Packrat parser dependency analysis memoization optimization
Bryan Ford has written some nice papers on PEG parsers and the packrat algorithm. (Wikipedia on parsers.) In a nutshell, the packrat algorithm for implementing parsers for PEG grammars achieves unlimited lookahead in an input stream with reasonable resources by memoizing the results of specific grammar rules (storing the result of a rule at individual points in the input stream so that the rule is calculated at most once per input position, and usually much less). In his thesis, in section 4.4.2, he lists (among others) an optimization that helps alleviate the large memory requirements of packrat parsers. By analyzing a PEG grammar before using it to parse an input (or before generating a parser) it can be determined that some rules will not call others recursively, and thus can be de-memoized with the parser remaining O(n) (though a bit slower).
This is a good start.
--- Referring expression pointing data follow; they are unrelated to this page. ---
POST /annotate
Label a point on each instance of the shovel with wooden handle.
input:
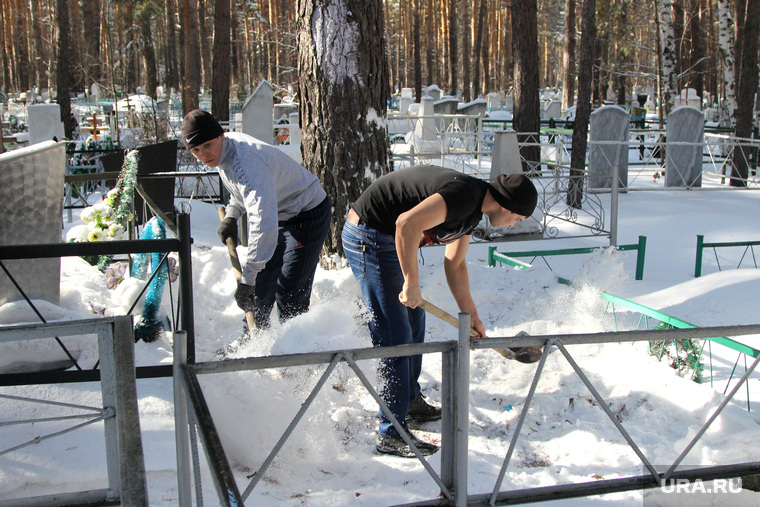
(235, 261)
(525, 354)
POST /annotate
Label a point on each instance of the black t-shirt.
(395, 193)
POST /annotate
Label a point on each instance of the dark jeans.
(288, 276)
(374, 262)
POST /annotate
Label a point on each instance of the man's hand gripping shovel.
(235, 261)
(521, 354)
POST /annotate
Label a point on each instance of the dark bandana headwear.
(516, 193)
(199, 126)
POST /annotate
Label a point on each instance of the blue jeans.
(374, 262)
(288, 276)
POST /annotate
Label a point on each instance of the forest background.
(343, 59)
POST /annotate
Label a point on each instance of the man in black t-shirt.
(388, 223)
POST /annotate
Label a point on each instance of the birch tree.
(583, 108)
(344, 87)
(527, 109)
(568, 56)
(748, 33)
(669, 59)
(726, 58)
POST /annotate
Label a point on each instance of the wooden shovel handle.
(450, 319)
(236, 269)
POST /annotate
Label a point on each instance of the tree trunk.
(431, 47)
(668, 49)
(568, 60)
(343, 85)
(205, 47)
(63, 72)
(698, 50)
(148, 52)
(748, 33)
(6, 76)
(191, 84)
(527, 109)
(220, 86)
(726, 53)
(170, 58)
(417, 50)
(477, 52)
(466, 48)
(453, 51)
(583, 109)
(91, 53)
(37, 47)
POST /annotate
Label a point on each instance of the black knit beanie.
(199, 126)
(515, 192)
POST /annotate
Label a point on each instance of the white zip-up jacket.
(267, 186)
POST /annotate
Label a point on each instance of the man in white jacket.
(287, 211)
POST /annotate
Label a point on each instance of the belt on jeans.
(302, 214)
(353, 217)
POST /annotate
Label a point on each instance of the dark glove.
(227, 229)
(244, 297)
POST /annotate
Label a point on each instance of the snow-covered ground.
(330, 459)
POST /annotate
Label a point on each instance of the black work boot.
(396, 446)
(421, 411)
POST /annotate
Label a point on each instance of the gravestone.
(688, 97)
(44, 123)
(446, 105)
(258, 112)
(474, 107)
(425, 139)
(31, 209)
(495, 101)
(552, 110)
(432, 91)
(683, 165)
(95, 92)
(505, 155)
(405, 100)
(608, 124)
(284, 109)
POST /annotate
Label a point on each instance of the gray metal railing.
(123, 442)
(455, 421)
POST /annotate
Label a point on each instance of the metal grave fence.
(193, 416)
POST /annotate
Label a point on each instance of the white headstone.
(608, 123)
(683, 166)
(505, 156)
(432, 91)
(425, 139)
(31, 186)
(44, 123)
(405, 100)
(553, 109)
(495, 101)
(95, 92)
(257, 113)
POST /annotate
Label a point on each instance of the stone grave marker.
(405, 100)
(683, 164)
(505, 155)
(608, 123)
(425, 139)
(44, 123)
(31, 206)
(258, 112)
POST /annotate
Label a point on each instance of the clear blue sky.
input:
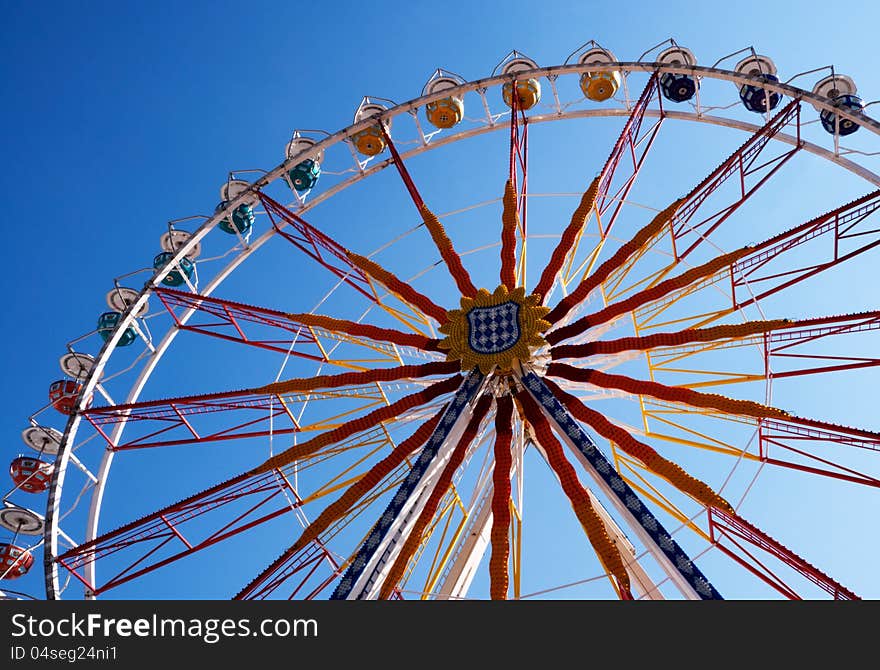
(119, 117)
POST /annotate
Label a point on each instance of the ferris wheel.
(414, 362)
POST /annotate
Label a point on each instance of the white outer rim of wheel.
(50, 544)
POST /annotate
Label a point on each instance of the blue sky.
(122, 116)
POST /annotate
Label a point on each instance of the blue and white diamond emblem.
(495, 329)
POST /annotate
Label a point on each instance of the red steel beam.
(735, 531)
(191, 525)
(249, 324)
(743, 163)
(838, 227)
(635, 141)
(207, 418)
(318, 246)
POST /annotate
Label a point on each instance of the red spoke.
(430, 508)
(509, 225)
(432, 223)
(399, 287)
(318, 246)
(360, 378)
(599, 194)
(725, 525)
(592, 523)
(369, 420)
(678, 338)
(341, 506)
(643, 297)
(670, 471)
(664, 392)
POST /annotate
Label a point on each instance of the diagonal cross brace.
(377, 551)
(677, 564)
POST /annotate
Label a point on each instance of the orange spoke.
(664, 392)
(587, 286)
(643, 297)
(448, 253)
(675, 339)
(670, 471)
(365, 330)
(360, 378)
(400, 288)
(299, 451)
(355, 492)
(440, 488)
(569, 237)
(592, 523)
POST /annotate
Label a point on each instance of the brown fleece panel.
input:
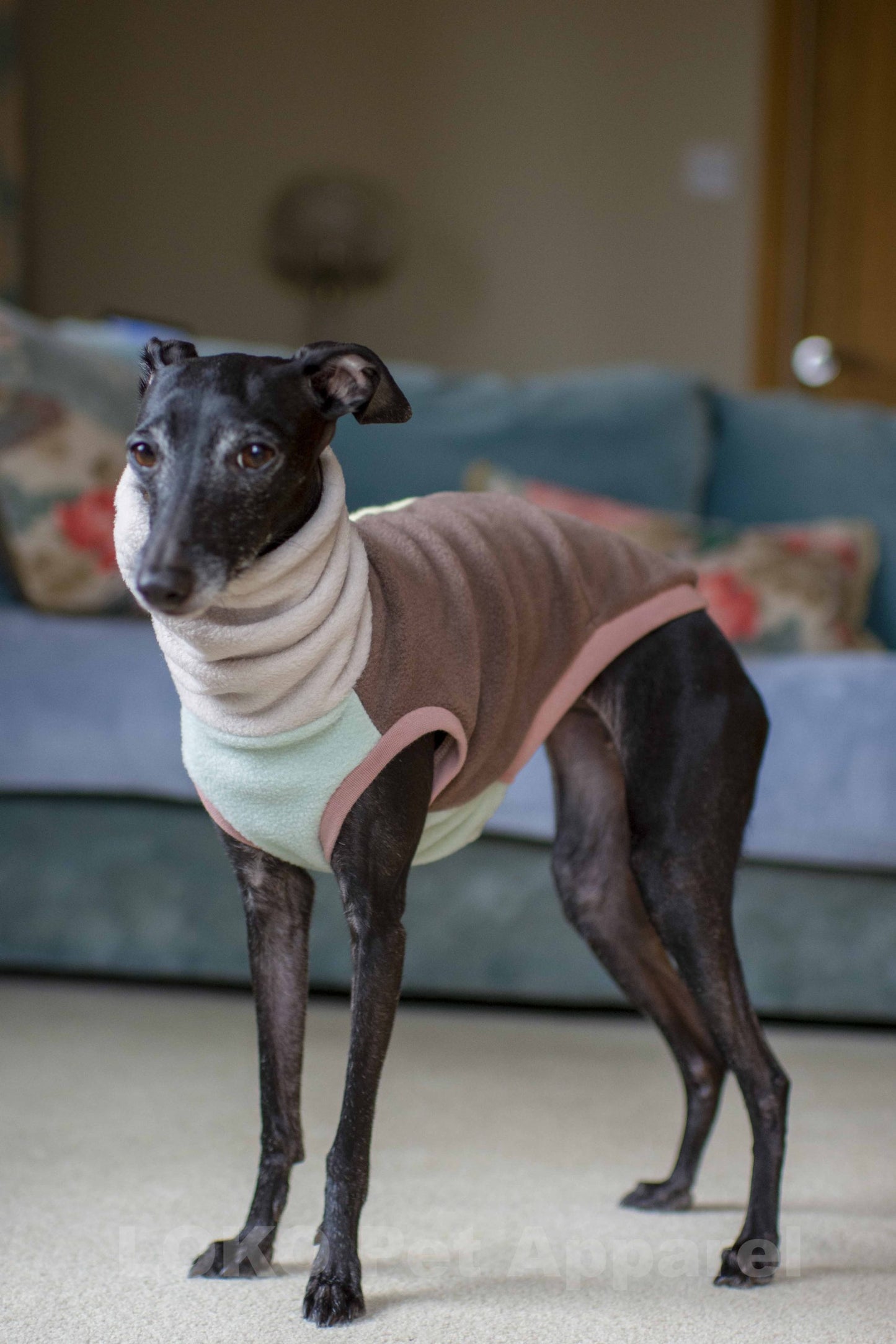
(480, 605)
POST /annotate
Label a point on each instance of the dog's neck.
(288, 639)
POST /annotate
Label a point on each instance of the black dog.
(655, 772)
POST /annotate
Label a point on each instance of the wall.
(535, 148)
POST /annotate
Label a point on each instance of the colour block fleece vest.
(481, 617)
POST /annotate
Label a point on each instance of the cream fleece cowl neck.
(286, 640)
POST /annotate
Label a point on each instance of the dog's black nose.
(166, 589)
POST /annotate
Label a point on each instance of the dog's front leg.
(278, 899)
(371, 862)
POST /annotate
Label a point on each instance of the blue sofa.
(109, 866)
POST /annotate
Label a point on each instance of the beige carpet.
(128, 1124)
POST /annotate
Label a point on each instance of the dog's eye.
(254, 456)
(143, 455)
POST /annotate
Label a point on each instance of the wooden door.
(828, 254)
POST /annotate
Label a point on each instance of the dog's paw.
(244, 1257)
(332, 1300)
(657, 1196)
(752, 1265)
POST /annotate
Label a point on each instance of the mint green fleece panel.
(275, 790)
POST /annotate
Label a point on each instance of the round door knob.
(814, 362)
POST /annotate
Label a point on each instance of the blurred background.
(577, 184)
(632, 260)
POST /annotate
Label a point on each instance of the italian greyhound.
(655, 768)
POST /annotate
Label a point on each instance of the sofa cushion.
(640, 435)
(784, 457)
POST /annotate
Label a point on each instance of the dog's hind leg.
(371, 860)
(690, 729)
(277, 898)
(601, 899)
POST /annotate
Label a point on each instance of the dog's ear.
(159, 352)
(352, 378)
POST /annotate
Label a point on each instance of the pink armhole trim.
(409, 729)
(215, 815)
(608, 643)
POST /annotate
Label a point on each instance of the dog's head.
(226, 452)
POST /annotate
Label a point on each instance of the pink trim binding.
(215, 815)
(606, 644)
(409, 729)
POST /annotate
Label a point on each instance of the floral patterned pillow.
(798, 588)
(58, 473)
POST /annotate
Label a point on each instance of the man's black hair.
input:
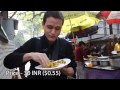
(55, 14)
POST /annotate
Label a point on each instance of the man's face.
(52, 28)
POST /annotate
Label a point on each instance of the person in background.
(80, 54)
(40, 50)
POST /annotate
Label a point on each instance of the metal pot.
(104, 63)
(115, 61)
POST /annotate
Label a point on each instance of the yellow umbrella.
(84, 19)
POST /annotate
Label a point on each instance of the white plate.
(55, 68)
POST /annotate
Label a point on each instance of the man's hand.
(67, 71)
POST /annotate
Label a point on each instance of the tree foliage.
(31, 21)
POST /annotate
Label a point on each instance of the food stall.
(107, 69)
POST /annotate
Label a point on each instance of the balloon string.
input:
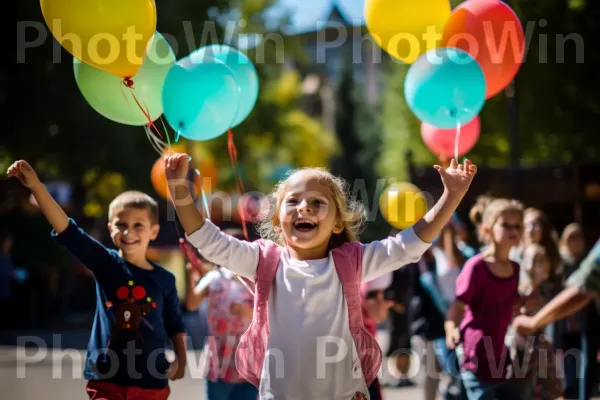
(129, 84)
(204, 198)
(456, 140)
(233, 156)
(152, 140)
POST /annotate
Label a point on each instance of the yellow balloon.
(107, 34)
(406, 29)
(402, 205)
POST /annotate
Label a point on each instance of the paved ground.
(58, 377)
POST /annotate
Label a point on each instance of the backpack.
(252, 347)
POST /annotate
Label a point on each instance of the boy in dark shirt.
(137, 307)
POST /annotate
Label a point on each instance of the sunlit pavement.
(57, 376)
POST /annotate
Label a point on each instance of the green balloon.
(108, 95)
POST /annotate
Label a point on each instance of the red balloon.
(491, 32)
(138, 292)
(441, 141)
(123, 292)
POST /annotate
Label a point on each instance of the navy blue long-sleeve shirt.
(137, 312)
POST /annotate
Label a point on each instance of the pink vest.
(252, 347)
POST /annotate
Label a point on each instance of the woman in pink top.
(486, 294)
(229, 315)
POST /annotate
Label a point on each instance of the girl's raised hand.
(24, 173)
(176, 166)
(457, 177)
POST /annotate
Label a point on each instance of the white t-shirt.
(310, 353)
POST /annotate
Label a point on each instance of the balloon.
(441, 141)
(402, 27)
(444, 87)
(402, 205)
(200, 97)
(206, 180)
(244, 74)
(105, 93)
(107, 34)
(492, 33)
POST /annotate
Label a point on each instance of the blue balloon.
(445, 86)
(244, 73)
(200, 98)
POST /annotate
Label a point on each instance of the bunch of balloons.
(128, 73)
(460, 58)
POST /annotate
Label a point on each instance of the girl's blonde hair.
(350, 212)
(495, 208)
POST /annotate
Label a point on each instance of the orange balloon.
(491, 32)
(207, 178)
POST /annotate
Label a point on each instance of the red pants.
(109, 391)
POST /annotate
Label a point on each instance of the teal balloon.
(107, 94)
(244, 74)
(200, 97)
(281, 172)
(444, 87)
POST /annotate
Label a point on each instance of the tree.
(401, 129)
(65, 138)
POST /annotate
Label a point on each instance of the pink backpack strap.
(252, 347)
(269, 259)
(348, 265)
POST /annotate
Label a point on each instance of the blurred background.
(339, 106)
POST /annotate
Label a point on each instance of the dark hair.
(549, 241)
(134, 199)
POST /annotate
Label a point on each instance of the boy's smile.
(131, 231)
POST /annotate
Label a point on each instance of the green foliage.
(65, 138)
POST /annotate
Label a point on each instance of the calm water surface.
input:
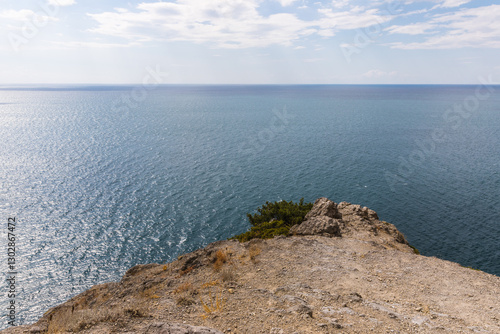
(98, 185)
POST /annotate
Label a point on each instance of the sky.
(249, 41)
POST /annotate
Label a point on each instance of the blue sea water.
(101, 178)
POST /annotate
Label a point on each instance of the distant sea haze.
(98, 186)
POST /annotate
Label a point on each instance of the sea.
(101, 178)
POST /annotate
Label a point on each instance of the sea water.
(102, 178)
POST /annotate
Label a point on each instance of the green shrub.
(275, 219)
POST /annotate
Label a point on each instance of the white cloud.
(312, 60)
(62, 3)
(353, 19)
(379, 74)
(453, 3)
(17, 15)
(225, 24)
(471, 27)
(285, 3)
(412, 29)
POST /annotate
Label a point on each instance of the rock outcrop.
(341, 271)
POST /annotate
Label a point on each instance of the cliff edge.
(341, 271)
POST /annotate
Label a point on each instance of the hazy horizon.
(249, 42)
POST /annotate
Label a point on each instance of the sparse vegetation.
(253, 251)
(227, 274)
(187, 271)
(220, 258)
(275, 219)
(214, 304)
(415, 250)
(184, 287)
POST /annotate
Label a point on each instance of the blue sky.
(249, 41)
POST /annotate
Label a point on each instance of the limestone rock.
(323, 207)
(318, 225)
(166, 328)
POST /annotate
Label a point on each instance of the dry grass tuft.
(187, 271)
(215, 303)
(184, 287)
(210, 284)
(227, 274)
(220, 258)
(253, 251)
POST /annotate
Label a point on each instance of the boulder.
(323, 207)
(320, 225)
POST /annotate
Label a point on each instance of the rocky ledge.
(341, 271)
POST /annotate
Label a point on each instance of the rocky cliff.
(341, 271)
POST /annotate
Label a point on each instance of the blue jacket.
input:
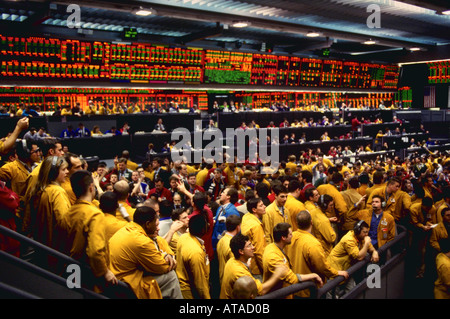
(221, 215)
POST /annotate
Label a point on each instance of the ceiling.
(278, 26)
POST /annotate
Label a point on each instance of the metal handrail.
(66, 259)
(333, 283)
(46, 274)
(15, 293)
(336, 281)
(292, 289)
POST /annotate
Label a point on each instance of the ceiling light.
(369, 42)
(143, 12)
(313, 34)
(240, 24)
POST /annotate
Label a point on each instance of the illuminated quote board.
(439, 72)
(51, 58)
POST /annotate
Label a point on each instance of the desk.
(234, 120)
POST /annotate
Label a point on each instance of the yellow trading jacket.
(54, 204)
(252, 227)
(235, 269)
(133, 256)
(233, 177)
(272, 217)
(371, 189)
(351, 197)
(439, 212)
(17, 174)
(391, 203)
(442, 284)
(437, 233)
(323, 230)
(274, 256)
(339, 202)
(193, 267)
(294, 206)
(402, 206)
(310, 206)
(68, 188)
(130, 210)
(307, 256)
(386, 227)
(202, 177)
(223, 253)
(112, 225)
(417, 218)
(86, 236)
(345, 253)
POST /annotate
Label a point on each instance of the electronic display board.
(51, 58)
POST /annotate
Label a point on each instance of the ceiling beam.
(224, 18)
(200, 35)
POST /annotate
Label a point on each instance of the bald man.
(245, 288)
(125, 211)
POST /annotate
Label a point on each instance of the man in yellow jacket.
(353, 247)
(382, 224)
(441, 230)
(233, 226)
(16, 173)
(322, 228)
(276, 212)
(389, 195)
(252, 227)
(237, 267)
(75, 164)
(143, 259)
(307, 254)
(7, 143)
(85, 229)
(193, 268)
(312, 199)
(274, 256)
(125, 211)
(340, 207)
(423, 217)
(293, 203)
(442, 283)
(355, 202)
(377, 180)
(109, 205)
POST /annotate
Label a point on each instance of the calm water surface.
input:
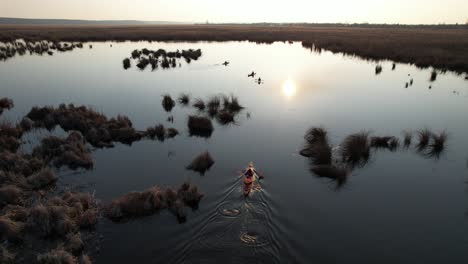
(400, 208)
But another optimization I don’t see mentioned anywhere (possibly because it doesn’t apply to a parser implemented in Haskell) is to perform an analysis on rules to automatically determine backtracking scopes. Once certain rules complete sucessfully (usually medium level rules, like “statement” in grammar for a C-like language) it should be possible to guarantee that a whole class of lower-level ones (lexing rules, often) will not be called again on a position inside of the text included in the high-level rule. By grouping rules’ memoization into related structures, it should be possible to easily and quickly free large block of intermediate results as these higher-level statements are matched.
This analysis would be pretty obvious in certain places for a human to give hints about. Whether it’s possible for the parser (or parser compiler) to perform this analysis usefully, I’m not sure.
November 2nd, 2006 at 13:45
I hope you’re still alive, and just busy.